In February, crowds of violent protesters at the university prevented Milo Yiannopoulos, ultra-conservative political commentator, from speaking. Now, another conservative commentator, Ann Coulter, has revealed she cancelled her scheduled appearance at the University of California, Berkley due to a lack of support and threats of violent protests. She recently communicated to the New York Times, “It’s a sad day for free speech.”
It is strange that the University of California, Berkeley, which was originally the site of prominent protests for free speech, has recently become a hotbed for protests and threats of violence in response to conservative speakers. Most college students and campuses tend to be liberal, but if we cannot accept the voices of those we do not agree with, are we really preserving free speech?
Clearly, many students at the University of California, Berkley feel afraid or threatened by the ultra-conservative messages Milo Yiannopoulos and Ann Coulter bring to their campus. Yet fighting against these ideas with violence will not make them disappear. If the students of University of California, Berkeley continue to drive speakers with whom they disagree away from their campus, they will miss important conversations and moments to challenge and strengthen their own beliefs.

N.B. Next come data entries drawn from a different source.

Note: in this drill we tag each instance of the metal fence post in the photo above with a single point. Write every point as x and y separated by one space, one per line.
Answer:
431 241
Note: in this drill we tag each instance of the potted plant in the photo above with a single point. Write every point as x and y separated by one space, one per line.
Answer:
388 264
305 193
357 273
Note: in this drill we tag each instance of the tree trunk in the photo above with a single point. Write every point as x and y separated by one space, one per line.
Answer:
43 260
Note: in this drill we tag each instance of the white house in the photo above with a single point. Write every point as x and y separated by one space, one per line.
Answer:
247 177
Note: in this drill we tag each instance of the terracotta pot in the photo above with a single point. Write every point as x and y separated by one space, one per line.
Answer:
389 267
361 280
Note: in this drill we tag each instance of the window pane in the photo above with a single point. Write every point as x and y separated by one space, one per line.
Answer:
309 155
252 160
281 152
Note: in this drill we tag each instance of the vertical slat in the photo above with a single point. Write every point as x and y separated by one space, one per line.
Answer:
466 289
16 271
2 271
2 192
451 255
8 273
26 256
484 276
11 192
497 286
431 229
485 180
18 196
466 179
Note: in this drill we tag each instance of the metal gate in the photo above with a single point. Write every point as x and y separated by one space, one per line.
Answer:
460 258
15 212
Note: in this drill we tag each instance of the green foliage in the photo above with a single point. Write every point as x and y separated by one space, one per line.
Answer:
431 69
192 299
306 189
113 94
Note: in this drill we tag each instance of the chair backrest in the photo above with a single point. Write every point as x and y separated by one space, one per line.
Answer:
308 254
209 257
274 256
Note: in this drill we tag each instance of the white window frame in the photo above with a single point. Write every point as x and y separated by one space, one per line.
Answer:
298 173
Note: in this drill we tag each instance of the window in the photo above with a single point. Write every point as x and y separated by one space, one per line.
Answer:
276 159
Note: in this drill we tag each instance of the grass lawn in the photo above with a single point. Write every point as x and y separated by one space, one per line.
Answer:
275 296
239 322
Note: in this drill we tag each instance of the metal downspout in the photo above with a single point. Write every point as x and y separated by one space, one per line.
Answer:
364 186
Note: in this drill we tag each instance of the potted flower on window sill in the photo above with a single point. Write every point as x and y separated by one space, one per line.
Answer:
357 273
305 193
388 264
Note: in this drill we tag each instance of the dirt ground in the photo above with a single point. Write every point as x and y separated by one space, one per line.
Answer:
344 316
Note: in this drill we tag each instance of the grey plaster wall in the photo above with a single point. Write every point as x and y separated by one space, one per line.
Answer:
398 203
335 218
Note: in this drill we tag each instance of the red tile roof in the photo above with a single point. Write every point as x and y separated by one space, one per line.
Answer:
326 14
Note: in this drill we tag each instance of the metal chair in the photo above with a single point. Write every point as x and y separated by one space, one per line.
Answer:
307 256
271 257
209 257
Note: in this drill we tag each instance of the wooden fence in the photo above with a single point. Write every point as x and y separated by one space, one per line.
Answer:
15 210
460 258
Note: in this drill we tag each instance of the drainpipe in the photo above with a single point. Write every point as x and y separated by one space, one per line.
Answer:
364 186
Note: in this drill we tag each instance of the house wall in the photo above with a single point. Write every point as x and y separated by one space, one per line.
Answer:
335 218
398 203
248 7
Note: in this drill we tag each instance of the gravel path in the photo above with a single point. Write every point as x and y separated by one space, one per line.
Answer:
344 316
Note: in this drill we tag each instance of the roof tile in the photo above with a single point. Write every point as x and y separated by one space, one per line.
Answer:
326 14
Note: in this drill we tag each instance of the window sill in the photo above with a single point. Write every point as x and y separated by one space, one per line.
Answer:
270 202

As I am sure that the students who participated in the Free Speech Movement at the University of California, Berkeley in the 1960s would agree, there is nothing selective about free speech. The hallmark of free speech is that we are all able to voice our opinions, no matter what we believe in. Of course, it is always the choice of student groups or the college itself whether they invite a speaker. Yet once a speaker has been invited, threatening their viewpoints with violence solves nothing. By discovering why a particular speaker is feared by a college community and proceeding to ask the speaker questions about their beliefs, students will learn far more than if they seek to shut out the speaker’s opinions with violence.

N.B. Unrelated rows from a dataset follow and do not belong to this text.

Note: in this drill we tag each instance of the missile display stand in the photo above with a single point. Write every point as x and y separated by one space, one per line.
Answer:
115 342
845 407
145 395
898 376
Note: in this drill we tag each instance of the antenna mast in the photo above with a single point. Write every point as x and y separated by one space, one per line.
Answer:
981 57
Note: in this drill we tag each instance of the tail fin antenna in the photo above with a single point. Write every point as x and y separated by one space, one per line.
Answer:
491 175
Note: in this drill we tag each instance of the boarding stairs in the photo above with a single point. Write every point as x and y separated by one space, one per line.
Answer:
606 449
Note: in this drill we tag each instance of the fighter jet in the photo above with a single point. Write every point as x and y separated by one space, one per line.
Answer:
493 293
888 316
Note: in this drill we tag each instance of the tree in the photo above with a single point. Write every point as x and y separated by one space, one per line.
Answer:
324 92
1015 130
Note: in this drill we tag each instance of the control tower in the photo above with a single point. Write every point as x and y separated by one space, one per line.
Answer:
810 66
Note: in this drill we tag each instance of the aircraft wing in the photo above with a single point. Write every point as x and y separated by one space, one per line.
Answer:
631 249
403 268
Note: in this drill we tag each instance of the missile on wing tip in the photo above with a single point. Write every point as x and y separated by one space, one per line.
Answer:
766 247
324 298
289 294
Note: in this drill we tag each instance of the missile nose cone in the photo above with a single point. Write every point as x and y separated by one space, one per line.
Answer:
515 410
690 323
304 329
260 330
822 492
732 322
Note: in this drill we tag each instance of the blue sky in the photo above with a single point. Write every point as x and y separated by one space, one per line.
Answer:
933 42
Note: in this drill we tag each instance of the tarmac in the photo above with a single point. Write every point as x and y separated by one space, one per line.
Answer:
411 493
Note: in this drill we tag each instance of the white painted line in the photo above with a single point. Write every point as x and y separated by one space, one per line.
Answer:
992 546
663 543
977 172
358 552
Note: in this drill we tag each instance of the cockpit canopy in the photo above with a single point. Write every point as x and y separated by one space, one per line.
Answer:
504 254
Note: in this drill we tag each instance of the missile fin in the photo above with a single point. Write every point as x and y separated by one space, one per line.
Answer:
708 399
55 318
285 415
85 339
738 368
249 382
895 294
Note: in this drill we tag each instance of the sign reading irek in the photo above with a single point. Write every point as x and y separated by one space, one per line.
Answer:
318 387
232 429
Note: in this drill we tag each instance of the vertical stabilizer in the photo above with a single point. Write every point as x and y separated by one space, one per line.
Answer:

If the students of University of California, Berkeley value their ability to speak their minds, they should welcome new viewpoints at their college, especially those that differ from their own. Turning away visitors with violence or threats shows a lack of understanding of what it means to give everyone an equal chance to speak their minds. Free speech cannot exist selectively. It must either apply to all of us, or none of us. Instead of fearing difference, students must create dialogue with what is unknown to begin to expand their own and others’ viewpoints and, ultimately, honor the true meaning of free speech.